Because the boundaries are so clear, the AI executes this perfectly. It handles the boring parts: SQL queries, error mapping, and transaction management.
// Generated by AI Agent
package adapters
type PostgresRepo struct {
db *pgxpool.Pool
}
func (r *PostgresRepo) Save(ctx context.Context, u domain.User) error {
const q = `INSERT INTO users (id, email, role) VALUES ($1, $2, $3)`
_, err := r.db.Exec(ctx, q, u.ID, u.Email, u.Role)
if err != nil {
return fmt.Errorf("db: insert user: %w", err)
}
return nil
}The AI handles the boilerplate. You own the architectural boundary.
Step 4: Dependency Injection
Finally, we wire it all together in `main.go`. This is where the concrete implementation is injected into the core service.
func main() {
// 1. Init Infrastructure (Adapter)
dbPool, _ := pgxpool.New(ctx, os.Getenv("DATABASE_URL"))

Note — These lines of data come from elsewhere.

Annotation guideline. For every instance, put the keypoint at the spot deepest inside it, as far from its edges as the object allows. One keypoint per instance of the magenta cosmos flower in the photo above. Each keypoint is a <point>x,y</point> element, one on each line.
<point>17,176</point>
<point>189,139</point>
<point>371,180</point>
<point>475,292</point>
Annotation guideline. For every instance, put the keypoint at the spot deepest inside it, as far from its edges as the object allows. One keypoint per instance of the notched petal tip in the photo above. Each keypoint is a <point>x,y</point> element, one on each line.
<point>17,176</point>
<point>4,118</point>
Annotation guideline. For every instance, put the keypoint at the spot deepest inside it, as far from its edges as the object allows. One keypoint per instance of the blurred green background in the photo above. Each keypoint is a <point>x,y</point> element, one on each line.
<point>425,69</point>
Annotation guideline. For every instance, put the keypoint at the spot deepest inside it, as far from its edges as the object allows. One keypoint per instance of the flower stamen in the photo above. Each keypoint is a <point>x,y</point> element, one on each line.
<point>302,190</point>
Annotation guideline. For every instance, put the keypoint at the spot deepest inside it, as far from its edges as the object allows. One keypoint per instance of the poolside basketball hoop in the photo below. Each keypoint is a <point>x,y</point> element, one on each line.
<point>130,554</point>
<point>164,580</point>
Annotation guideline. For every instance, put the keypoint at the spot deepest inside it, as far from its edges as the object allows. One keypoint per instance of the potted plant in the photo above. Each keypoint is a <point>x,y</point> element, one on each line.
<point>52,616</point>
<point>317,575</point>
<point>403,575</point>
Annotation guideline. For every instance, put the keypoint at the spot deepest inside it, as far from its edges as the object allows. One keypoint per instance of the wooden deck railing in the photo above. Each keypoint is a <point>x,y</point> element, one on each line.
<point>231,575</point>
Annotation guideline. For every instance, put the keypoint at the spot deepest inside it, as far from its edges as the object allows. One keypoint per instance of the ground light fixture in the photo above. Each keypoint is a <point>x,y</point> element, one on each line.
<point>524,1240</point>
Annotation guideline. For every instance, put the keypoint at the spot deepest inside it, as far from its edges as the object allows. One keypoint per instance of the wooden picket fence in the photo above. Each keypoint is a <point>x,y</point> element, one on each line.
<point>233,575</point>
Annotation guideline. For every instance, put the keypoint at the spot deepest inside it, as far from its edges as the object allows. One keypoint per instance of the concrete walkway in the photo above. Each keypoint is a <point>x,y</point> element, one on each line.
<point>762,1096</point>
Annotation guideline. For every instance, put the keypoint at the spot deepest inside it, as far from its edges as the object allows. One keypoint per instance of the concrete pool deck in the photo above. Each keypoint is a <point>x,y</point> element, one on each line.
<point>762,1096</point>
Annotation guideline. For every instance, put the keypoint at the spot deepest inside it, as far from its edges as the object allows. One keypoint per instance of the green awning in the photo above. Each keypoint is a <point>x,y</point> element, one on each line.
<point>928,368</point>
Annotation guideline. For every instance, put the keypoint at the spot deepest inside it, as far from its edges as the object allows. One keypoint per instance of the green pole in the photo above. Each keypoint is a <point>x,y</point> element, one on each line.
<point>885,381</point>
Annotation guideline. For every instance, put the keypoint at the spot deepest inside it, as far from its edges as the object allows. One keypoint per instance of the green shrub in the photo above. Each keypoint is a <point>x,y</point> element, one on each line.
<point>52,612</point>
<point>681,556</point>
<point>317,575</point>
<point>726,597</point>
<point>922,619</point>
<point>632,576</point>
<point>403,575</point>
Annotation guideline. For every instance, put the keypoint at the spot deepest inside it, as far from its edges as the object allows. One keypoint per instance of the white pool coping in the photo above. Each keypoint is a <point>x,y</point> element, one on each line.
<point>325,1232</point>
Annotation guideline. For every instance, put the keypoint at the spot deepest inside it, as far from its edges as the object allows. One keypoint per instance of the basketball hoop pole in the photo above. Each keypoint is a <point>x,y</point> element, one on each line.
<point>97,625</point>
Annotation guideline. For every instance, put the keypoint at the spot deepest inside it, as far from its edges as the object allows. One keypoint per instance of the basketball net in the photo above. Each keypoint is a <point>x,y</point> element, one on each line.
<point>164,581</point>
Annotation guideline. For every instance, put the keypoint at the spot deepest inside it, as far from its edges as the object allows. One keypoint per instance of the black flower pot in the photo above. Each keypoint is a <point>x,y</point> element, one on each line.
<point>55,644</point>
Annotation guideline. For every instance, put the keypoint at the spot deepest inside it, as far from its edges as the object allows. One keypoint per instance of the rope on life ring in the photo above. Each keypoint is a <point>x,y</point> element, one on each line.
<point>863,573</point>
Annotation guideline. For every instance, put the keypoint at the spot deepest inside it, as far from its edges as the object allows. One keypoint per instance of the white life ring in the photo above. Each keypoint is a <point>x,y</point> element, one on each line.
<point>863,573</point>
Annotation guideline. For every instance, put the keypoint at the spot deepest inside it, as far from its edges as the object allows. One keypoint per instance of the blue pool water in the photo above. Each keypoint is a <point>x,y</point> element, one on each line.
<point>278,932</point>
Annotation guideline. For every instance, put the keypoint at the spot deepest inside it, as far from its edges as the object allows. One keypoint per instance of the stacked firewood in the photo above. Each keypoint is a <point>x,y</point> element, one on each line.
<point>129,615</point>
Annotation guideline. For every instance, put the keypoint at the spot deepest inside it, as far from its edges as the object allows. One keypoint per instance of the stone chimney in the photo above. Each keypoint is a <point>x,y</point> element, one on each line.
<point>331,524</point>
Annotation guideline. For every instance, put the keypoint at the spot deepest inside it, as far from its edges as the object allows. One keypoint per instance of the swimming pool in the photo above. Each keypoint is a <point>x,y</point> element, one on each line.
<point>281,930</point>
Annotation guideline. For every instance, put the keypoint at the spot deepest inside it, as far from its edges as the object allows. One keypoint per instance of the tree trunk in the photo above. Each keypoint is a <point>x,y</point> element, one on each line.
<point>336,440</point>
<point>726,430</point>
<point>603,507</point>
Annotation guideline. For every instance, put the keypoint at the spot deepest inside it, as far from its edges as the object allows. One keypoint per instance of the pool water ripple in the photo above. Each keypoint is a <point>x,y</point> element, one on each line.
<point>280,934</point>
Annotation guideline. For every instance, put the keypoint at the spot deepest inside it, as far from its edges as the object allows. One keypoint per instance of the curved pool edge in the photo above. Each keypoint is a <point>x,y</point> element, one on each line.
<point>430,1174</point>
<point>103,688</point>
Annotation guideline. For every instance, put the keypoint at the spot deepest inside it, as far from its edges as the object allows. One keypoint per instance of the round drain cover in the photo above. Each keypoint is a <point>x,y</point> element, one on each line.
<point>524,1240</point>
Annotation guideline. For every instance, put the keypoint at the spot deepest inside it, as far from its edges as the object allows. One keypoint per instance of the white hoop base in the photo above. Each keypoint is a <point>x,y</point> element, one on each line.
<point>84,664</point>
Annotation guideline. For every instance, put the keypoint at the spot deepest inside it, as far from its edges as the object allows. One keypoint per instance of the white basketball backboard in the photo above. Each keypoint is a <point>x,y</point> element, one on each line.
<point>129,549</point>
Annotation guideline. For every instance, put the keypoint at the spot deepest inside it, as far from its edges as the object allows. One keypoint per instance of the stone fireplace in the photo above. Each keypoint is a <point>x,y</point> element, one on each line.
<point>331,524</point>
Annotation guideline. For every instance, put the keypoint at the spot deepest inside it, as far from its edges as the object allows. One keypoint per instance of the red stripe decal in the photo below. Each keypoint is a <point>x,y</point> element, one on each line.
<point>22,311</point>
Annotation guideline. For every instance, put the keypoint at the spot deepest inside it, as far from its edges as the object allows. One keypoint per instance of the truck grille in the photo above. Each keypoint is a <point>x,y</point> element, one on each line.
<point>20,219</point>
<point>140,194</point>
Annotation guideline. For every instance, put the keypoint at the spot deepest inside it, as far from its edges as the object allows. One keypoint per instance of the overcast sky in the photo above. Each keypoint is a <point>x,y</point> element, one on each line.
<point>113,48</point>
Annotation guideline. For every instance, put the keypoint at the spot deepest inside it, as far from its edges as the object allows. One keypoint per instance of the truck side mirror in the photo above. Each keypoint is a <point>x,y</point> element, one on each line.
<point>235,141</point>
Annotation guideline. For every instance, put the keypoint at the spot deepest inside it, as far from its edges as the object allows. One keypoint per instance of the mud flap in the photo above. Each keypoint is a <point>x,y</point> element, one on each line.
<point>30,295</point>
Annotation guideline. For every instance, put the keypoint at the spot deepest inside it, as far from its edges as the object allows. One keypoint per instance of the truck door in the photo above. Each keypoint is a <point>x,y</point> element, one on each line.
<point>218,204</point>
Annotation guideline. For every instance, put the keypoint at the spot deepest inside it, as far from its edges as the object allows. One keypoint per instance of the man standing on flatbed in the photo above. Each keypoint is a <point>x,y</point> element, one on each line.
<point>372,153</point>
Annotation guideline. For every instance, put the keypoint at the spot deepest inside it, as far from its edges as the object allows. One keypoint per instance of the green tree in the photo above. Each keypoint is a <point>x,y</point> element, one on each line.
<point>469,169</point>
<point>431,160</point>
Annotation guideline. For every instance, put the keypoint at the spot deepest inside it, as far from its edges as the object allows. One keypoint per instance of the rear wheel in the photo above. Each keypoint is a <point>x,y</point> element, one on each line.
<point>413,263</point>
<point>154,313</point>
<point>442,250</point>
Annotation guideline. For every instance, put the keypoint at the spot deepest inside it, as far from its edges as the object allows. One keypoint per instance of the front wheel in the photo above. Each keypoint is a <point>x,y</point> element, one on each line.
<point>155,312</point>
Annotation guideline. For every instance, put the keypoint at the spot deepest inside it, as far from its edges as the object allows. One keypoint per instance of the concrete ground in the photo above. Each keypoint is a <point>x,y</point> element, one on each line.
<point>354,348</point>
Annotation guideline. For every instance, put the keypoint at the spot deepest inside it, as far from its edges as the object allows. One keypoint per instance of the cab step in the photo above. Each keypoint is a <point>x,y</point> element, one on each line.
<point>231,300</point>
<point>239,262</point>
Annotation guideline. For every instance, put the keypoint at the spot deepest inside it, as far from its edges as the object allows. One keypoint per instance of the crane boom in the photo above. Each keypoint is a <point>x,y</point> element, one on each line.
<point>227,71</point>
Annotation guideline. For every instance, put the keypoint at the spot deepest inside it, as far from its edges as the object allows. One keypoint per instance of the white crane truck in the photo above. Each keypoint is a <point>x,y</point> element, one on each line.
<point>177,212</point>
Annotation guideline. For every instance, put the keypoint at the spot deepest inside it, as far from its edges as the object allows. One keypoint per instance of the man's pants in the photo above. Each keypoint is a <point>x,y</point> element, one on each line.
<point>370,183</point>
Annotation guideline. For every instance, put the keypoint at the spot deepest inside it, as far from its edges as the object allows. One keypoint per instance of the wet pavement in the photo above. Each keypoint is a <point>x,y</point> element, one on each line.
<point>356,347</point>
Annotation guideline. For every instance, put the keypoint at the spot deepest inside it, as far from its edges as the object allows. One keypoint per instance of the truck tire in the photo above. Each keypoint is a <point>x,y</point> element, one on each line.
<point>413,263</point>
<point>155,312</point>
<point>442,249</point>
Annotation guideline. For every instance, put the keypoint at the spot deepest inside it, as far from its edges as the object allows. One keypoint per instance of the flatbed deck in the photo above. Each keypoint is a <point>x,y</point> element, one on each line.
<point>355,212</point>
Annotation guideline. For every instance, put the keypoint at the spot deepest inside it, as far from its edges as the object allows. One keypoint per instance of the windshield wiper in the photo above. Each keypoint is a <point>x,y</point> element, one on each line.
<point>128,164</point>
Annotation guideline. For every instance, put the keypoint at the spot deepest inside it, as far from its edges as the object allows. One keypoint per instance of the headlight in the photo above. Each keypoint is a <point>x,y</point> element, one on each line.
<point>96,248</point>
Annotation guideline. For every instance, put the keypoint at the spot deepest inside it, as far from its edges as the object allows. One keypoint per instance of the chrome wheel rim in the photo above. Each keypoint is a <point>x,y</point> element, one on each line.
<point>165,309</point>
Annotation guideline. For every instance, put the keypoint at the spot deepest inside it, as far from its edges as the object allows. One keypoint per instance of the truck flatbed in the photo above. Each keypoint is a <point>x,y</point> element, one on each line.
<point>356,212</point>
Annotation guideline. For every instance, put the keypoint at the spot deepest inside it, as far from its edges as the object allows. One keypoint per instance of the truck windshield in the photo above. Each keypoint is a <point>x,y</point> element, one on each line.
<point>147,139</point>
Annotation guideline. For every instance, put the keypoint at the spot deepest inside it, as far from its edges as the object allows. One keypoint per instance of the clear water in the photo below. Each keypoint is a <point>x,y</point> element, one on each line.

userRepo := adapters.NewPostgresRepo(dbPool)
// 2. Init Core Service (Domain Logic)
// The service only knows about the 'UserRepository' interface.
userService := app.NewUserService(userRepo)
// 3. Init Handlers (Driving Adapter)
server := http.NewServer(userService)
server.Listen(":8080")
}Composing the application from modular blocks.
Speed Without Sacrifice
This approach allows us to move at the speed of AI generation without sacrificing quality. If the AI generates a suboptimal adapter, we just regenerate it. The Core Domain remains untouched.
We can swap out an entire database layer or switch from REST to gRPC in minutes because the contract ensures the business logic doesn't care. It is the ultimate form of maintainability in the age of infinite code.